Мансур выслушал вежливое толкование его слов так, словно не понял ни слова из сказанного сэром Гаем. Потом коснулся пальцами своих губ:
— Я лично займусь подготовкой, чтобы все соответствовало важности события. Я пришлю фелюгу за вашими вещами завтра утром. Они будут доставлены в охотничий лагерь, чтобы дождаться вашего прибытия.
— Нас это вполне устроит, — передала Верити согласие консула.
— Это честь для нас. Я жажду дня, когда смогу снова увидеть ваше лицо, как задохнувшийся от бега олень жаждет прохладной воды, — негромко произнес Мансур.
Он попятился с изящным жестом прощания.
— Ты раскраснелась. — Сэр Гай проявил некоторую заботу о своей дочери. — Это все жара. Твоя мать тоже чуть жива.
— Я в полном порядке. Благодарю за заботу, отец, — ровным тоном ответила Верити Кортни.
Она, гордившаяся своей выдержкой даже в наитруднейших обстоятельствах, обнаружила, что ее чувства пришли в смятение.
Когда принц спустился в королевскую фелюгу, она не хотела смотреть ему вслед. Но она не могла оставить отца стоять в одиночестве у корабельных поручней.
Мансур посмотрел на нее так неожиданно, что она не могла бы отвести взгляд, не выдав смущения.
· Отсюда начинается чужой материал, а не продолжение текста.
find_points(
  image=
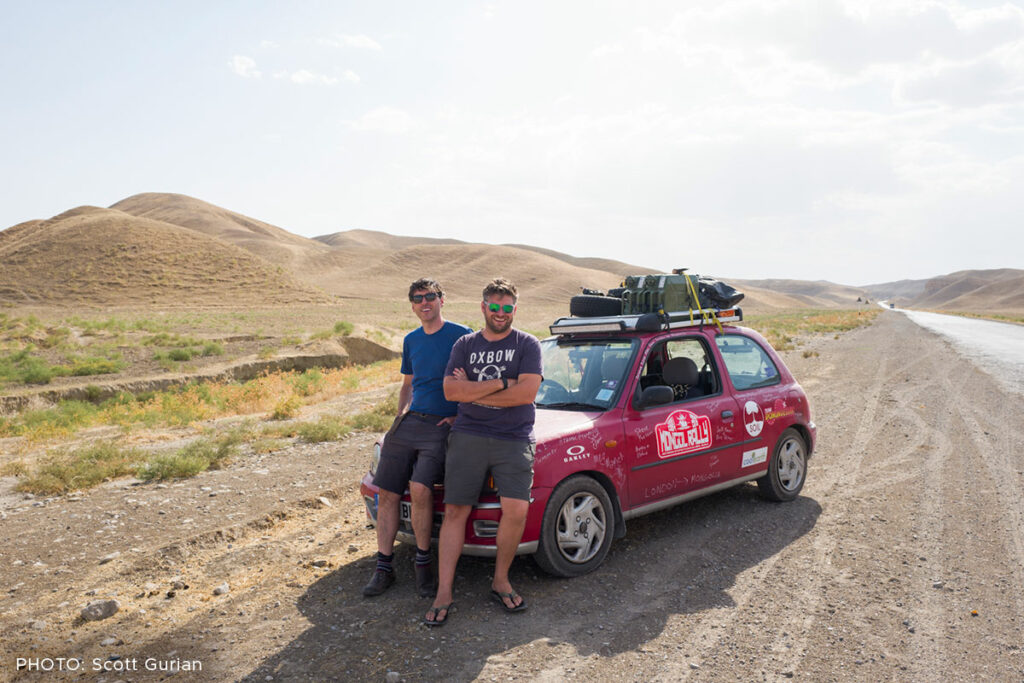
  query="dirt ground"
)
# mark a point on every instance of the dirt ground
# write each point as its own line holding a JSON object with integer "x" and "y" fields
{"x": 902, "y": 560}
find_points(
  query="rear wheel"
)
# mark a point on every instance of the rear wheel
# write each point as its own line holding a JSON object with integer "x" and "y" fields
{"x": 786, "y": 469}
{"x": 577, "y": 529}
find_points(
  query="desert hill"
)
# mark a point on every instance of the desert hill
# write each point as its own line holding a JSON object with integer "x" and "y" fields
{"x": 378, "y": 240}
{"x": 158, "y": 246}
{"x": 269, "y": 242}
{"x": 999, "y": 291}
{"x": 90, "y": 255}
{"x": 815, "y": 294}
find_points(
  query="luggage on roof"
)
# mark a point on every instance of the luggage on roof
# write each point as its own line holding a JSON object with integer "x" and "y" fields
{"x": 659, "y": 293}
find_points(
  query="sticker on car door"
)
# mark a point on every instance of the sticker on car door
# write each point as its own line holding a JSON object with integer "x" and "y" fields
{"x": 683, "y": 432}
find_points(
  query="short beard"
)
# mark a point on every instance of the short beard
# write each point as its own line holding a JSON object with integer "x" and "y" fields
{"x": 495, "y": 330}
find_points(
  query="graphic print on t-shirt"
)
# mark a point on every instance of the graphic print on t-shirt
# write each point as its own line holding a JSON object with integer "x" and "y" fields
{"x": 491, "y": 365}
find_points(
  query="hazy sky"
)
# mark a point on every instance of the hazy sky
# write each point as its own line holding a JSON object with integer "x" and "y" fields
{"x": 854, "y": 141}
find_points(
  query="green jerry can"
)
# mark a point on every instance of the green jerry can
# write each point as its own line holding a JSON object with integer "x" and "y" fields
{"x": 660, "y": 293}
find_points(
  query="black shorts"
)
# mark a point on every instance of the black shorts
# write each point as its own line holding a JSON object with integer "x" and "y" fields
{"x": 471, "y": 456}
{"x": 413, "y": 452}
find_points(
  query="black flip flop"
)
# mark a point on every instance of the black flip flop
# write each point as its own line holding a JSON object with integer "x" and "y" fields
{"x": 511, "y": 595}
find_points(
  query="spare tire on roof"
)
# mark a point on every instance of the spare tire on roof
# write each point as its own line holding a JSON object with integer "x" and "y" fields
{"x": 589, "y": 305}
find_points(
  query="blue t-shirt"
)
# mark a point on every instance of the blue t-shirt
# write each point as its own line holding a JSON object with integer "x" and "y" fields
{"x": 518, "y": 353}
{"x": 425, "y": 356}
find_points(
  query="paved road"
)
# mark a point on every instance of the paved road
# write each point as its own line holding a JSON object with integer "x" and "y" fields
{"x": 995, "y": 347}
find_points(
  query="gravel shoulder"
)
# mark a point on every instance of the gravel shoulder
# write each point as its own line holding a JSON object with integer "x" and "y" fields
{"x": 902, "y": 559}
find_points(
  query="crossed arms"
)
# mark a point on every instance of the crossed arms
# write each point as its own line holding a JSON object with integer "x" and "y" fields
{"x": 521, "y": 391}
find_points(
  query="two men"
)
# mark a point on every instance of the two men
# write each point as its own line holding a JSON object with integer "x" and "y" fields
{"x": 494, "y": 375}
{"x": 414, "y": 450}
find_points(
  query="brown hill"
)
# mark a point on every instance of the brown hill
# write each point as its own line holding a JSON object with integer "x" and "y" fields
{"x": 994, "y": 291}
{"x": 269, "y": 242}
{"x": 90, "y": 255}
{"x": 378, "y": 240}
{"x": 799, "y": 293}
{"x": 462, "y": 268}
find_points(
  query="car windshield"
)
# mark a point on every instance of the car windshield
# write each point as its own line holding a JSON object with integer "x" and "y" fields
{"x": 584, "y": 375}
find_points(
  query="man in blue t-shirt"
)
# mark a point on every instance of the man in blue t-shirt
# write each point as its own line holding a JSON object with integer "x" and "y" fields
{"x": 494, "y": 374}
{"x": 414, "y": 449}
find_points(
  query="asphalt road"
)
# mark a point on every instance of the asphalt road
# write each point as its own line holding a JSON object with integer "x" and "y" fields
{"x": 995, "y": 347}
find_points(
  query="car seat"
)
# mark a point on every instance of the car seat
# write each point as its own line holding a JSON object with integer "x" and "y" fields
{"x": 682, "y": 375}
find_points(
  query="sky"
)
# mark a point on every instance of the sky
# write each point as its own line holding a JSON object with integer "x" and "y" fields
{"x": 856, "y": 141}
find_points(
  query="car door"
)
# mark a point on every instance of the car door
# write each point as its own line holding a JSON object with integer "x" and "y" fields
{"x": 689, "y": 443}
{"x": 764, "y": 400}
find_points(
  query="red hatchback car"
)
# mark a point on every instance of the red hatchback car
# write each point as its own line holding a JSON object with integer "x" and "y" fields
{"x": 637, "y": 414}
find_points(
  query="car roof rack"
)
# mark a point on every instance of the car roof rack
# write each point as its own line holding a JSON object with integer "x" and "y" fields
{"x": 646, "y": 322}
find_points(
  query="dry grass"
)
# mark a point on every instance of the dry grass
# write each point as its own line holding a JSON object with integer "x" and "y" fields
{"x": 782, "y": 330}
{"x": 280, "y": 393}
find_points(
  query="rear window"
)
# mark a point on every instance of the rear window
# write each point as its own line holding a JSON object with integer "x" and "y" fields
{"x": 749, "y": 366}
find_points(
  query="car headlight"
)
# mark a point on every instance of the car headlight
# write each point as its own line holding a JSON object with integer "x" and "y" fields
{"x": 376, "y": 459}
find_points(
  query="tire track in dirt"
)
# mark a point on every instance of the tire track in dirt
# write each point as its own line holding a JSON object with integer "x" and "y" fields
{"x": 814, "y": 551}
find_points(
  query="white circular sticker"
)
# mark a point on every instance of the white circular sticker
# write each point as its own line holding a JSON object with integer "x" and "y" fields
{"x": 754, "y": 418}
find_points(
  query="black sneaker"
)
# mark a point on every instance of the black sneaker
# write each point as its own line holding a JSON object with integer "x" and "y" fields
{"x": 380, "y": 582}
{"x": 426, "y": 583}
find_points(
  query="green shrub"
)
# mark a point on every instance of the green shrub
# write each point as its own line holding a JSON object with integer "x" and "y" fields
{"x": 201, "y": 455}
{"x": 61, "y": 471}
{"x": 213, "y": 348}
{"x": 307, "y": 382}
{"x": 286, "y": 408}
{"x": 95, "y": 366}
{"x": 378, "y": 418}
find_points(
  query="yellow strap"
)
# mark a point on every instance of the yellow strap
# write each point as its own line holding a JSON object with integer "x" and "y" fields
{"x": 706, "y": 315}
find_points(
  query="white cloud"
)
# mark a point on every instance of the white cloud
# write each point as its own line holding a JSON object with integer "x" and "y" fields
{"x": 607, "y": 49}
{"x": 358, "y": 42}
{"x": 244, "y": 67}
{"x": 384, "y": 120}
{"x": 307, "y": 77}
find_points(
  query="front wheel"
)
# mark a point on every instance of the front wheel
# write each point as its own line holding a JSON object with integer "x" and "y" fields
{"x": 577, "y": 529}
{"x": 787, "y": 468}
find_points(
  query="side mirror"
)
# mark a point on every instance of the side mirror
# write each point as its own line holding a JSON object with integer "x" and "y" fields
{"x": 657, "y": 395}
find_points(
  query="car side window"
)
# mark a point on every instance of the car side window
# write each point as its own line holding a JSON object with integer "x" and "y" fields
{"x": 749, "y": 366}
{"x": 683, "y": 364}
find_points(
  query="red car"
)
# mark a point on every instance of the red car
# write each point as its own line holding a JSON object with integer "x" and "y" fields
{"x": 637, "y": 414}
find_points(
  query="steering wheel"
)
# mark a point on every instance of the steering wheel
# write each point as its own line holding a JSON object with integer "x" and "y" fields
{"x": 552, "y": 392}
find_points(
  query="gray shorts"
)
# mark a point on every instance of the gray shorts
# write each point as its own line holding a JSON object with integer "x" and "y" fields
{"x": 469, "y": 459}
{"x": 413, "y": 452}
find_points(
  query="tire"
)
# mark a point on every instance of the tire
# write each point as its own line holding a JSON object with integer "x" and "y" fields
{"x": 786, "y": 469}
{"x": 578, "y": 526}
{"x": 589, "y": 305}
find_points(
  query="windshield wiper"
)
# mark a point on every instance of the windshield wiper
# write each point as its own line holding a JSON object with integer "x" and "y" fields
{"x": 572, "y": 406}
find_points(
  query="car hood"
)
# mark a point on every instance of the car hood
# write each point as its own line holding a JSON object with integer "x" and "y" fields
{"x": 550, "y": 426}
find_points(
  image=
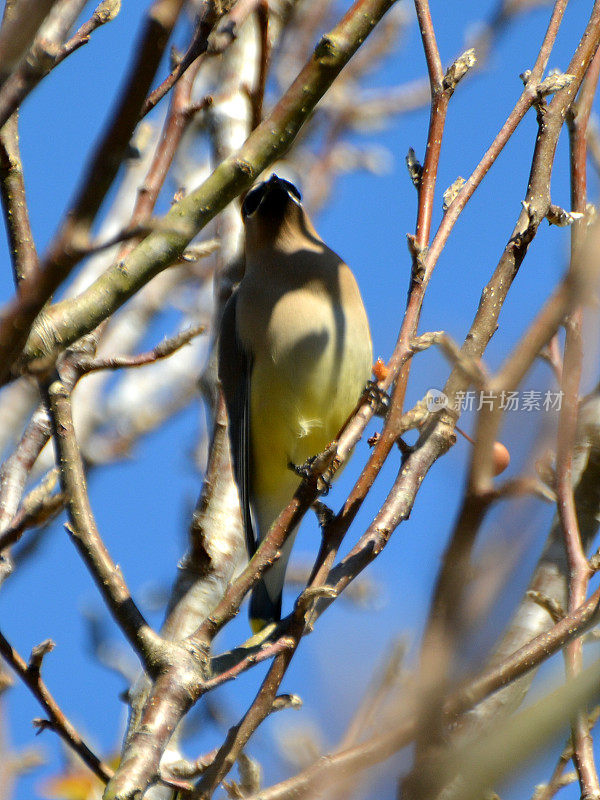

И Верити с вызовом выдержала его взгляд, но тут парус фелюги поймал ветер и надулся, создав преграду между ними.
Верити поймала себя на том, что задыхается от гнева, но при этом настроение у нее почему-то поднялось. «Я же не какая-нибудь безмозглая восточная жеманница, не игрушка для него! Я англичанка, и он будет обращаться со мной соответственно», — мысленно решила Верити.
Повернувшись к отцу, она глубоко вздохнула, беря себя в руки перед тем, как заговорить:
— Возможно, мне следует остаться с матушкой, когда ты отправишься на переговоры с бунтовщиками. Она и в самом деле плохо себя чувствует. А переводить для тебя сможет капитан Корниш.
Верити не желала, чтобы ее снова начали дразнить живые зеленые глаза и загадочная улыбка.
— Не глупи, дитя! Корниш не сумеет даже спросить, который теперь час. Ты мне нужна. Поедешь со мной, и никаких возражений.
Верити почувствовала одновременно и раздражение и облегчение от его настойчивости. «По крайней мере, у меня будет возможность снова скрестить оружие с этим симпатичным наследным принцем. На этот раз мы увидим, чей язык острее», — подумала она.
Перед рассветом третьего дня фелюга калифа доставила гостей к дворцовому причалу, где ее ждал Мансур с большим отрядом вооруженной конной стражи и конюхов. После очередного продолжительного обмена комплиментами он подвел сэра Гая к арабскому жеребцу с блестящей черной шкурой. Потом конюхи вывели вперед гнедую кобылу для Верити. Лошадка выглядела послушной, хотя ее ноги и грудь говорили о том, что она способна и на скорость, и на выносливость.